Friends and colleagues point out his dedication to Yale athleticism, his fierce competitiveness with the “Stock Jocks” softball team in the endowment, and his routine acts of kindness. When Tobin’s legs started failing him, Swensen began shoveling snow on his mentor’s doorstep every day during the cold New Haven winters, Ellis recalls.
The question now is who could follow Swensen – or if anyone really can. Miranda hypothesized that the Yale model would become “like a work of art, it will only become more valued after the artist has passed.”

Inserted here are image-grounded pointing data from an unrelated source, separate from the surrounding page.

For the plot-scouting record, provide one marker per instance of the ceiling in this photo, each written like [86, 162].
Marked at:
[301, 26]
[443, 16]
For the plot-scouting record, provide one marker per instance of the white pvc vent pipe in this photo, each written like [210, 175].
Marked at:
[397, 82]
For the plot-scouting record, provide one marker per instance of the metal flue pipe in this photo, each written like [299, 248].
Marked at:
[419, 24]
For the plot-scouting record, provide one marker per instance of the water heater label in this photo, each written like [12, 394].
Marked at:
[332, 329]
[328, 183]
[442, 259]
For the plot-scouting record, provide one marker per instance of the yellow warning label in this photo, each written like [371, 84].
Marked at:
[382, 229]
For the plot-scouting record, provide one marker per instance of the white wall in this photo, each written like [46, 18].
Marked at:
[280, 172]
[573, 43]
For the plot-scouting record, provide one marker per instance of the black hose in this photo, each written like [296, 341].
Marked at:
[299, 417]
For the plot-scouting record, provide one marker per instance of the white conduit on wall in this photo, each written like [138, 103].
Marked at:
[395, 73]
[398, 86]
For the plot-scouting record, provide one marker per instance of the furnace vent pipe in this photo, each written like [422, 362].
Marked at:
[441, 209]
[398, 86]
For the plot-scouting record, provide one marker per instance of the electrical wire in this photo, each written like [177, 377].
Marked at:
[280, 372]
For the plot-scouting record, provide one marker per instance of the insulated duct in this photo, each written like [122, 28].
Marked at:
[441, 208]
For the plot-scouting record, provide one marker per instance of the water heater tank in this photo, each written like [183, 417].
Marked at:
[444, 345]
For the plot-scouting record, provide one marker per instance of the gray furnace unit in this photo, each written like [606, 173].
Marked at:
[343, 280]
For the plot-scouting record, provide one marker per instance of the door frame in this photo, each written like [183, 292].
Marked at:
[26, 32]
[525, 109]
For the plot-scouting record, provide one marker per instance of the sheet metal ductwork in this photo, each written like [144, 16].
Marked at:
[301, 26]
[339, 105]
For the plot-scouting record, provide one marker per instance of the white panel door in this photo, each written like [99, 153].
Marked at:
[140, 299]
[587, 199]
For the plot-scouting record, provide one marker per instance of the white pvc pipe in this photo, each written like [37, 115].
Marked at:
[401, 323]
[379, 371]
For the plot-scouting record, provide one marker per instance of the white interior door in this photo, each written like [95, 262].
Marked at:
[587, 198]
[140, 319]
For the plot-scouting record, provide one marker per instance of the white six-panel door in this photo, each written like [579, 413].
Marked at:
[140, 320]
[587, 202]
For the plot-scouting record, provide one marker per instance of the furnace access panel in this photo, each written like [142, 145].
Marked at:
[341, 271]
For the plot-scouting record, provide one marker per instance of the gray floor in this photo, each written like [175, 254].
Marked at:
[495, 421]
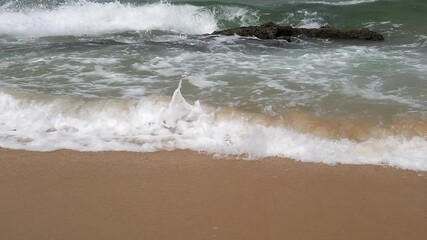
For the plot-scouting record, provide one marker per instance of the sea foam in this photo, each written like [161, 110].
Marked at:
[93, 18]
[42, 123]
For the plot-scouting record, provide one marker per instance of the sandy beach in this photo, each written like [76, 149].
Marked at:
[186, 195]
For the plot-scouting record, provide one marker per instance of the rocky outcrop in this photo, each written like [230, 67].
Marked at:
[273, 31]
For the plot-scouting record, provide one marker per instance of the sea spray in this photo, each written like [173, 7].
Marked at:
[152, 124]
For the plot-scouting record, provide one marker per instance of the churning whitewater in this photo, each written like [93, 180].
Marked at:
[47, 124]
[126, 76]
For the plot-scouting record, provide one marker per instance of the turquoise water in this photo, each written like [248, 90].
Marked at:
[99, 75]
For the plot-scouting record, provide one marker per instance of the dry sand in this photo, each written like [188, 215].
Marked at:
[185, 195]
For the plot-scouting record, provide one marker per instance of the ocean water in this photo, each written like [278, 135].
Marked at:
[147, 76]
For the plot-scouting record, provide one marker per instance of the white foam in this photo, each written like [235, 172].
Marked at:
[93, 18]
[342, 3]
[48, 123]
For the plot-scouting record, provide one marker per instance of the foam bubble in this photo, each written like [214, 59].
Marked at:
[35, 122]
[93, 18]
[342, 3]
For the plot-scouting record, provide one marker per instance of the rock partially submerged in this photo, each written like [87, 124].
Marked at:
[271, 30]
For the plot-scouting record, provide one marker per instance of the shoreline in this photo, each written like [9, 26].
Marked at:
[187, 195]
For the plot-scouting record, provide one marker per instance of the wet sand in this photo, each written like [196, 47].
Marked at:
[186, 195]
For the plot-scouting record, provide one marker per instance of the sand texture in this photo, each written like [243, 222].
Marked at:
[186, 195]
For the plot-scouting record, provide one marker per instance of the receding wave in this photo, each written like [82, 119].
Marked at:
[43, 123]
[92, 18]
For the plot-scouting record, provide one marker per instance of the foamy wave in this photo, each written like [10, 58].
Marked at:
[342, 3]
[48, 123]
[93, 18]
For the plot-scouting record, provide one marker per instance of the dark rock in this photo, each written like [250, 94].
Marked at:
[273, 31]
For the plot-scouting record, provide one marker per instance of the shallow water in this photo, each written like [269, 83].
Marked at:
[99, 75]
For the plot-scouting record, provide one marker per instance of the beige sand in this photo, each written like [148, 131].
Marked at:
[185, 195]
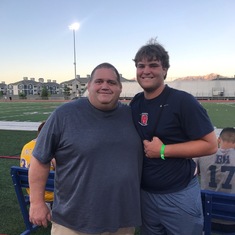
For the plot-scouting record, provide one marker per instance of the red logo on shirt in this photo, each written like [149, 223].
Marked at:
[144, 119]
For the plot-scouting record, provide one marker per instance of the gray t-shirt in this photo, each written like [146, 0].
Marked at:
[98, 166]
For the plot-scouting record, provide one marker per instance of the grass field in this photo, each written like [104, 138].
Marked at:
[221, 113]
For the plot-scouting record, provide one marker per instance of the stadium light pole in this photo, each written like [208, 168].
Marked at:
[74, 27]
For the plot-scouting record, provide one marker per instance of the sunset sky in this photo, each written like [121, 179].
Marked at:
[36, 40]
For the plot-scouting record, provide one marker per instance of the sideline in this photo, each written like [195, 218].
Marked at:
[19, 126]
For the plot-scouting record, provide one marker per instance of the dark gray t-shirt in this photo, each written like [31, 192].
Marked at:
[98, 166]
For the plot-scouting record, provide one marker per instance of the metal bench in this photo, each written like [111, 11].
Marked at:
[20, 180]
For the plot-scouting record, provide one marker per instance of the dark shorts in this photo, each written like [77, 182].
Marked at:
[178, 213]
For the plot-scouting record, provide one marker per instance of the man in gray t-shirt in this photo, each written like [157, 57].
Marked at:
[98, 156]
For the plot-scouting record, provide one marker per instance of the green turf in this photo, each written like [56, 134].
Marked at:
[27, 111]
[221, 113]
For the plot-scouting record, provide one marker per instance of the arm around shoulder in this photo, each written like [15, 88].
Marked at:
[206, 145]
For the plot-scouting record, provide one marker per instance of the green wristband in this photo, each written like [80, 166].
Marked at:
[162, 152]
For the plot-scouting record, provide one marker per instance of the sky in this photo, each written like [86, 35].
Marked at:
[36, 42]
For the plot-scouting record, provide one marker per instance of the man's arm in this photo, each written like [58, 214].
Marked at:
[196, 148]
[39, 213]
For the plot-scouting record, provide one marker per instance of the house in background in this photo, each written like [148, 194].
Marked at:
[32, 87]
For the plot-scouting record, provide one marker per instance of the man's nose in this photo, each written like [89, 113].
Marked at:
[146, 69]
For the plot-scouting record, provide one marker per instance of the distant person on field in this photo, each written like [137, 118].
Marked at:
[217, 171]
[25, 158]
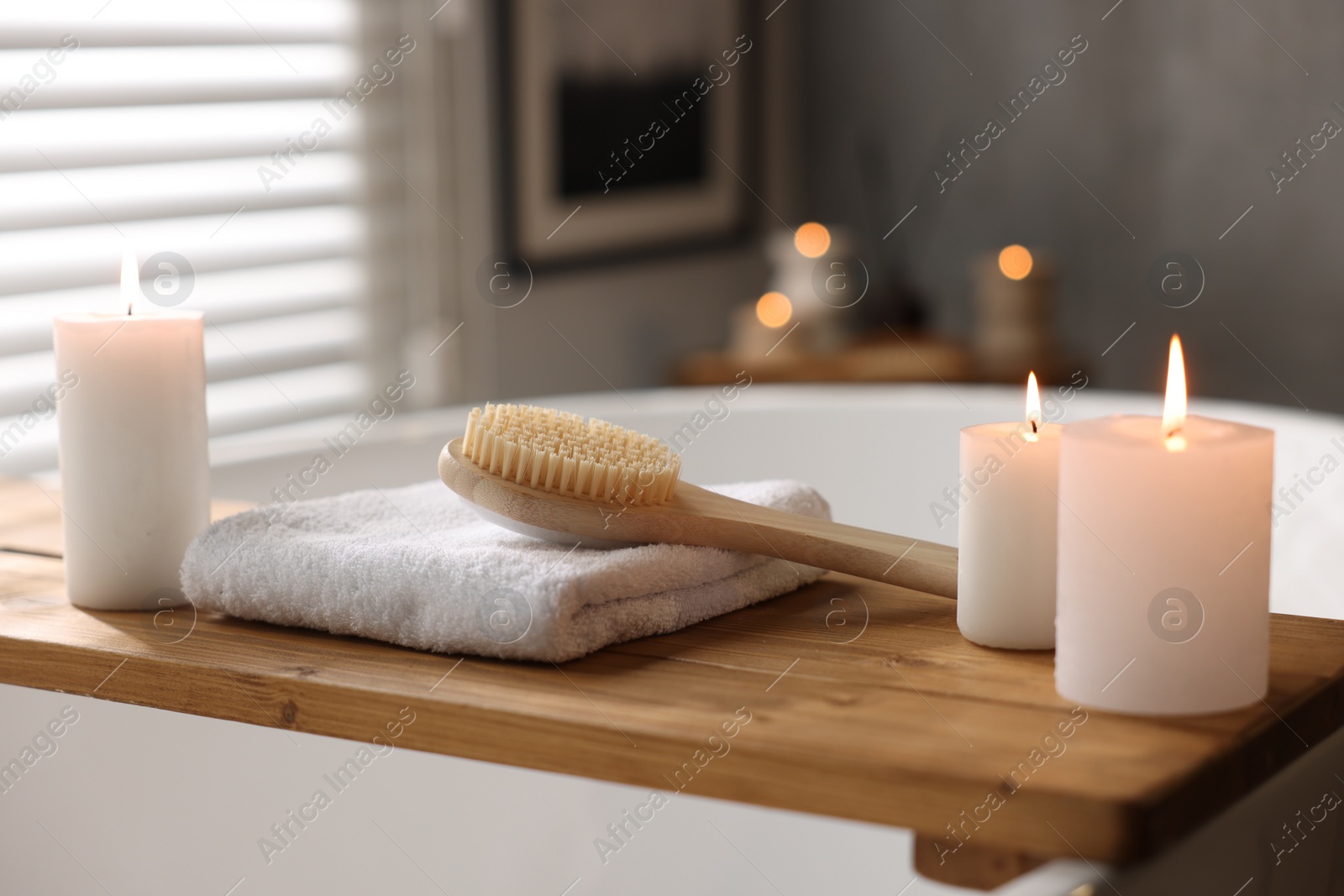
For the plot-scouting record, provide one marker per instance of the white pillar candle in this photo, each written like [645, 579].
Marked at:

The most natural successor is Dean takahashi, Swensen’s long-time former lieutenant, who now heads a climate change initiative at Yale. But Ellis notes that the challenges facing any investment agent are now far greater than they were when Swensen took over the reins in 1985, given the high valuation of stocks, record high interest rates. low interest, and one that Yale’s once-pioneering model has copied across the world – with varying success.
“I wouldn’t want to be David’s second person at work,” says Ellis. It’s a sentiment that many of his friends and colleagues echo. “David can have a successor, but not a replacement,” Wallace says. “He was unique.”
Swensen is survived by his wife, Meghan McMahon, three children and two stepchildren.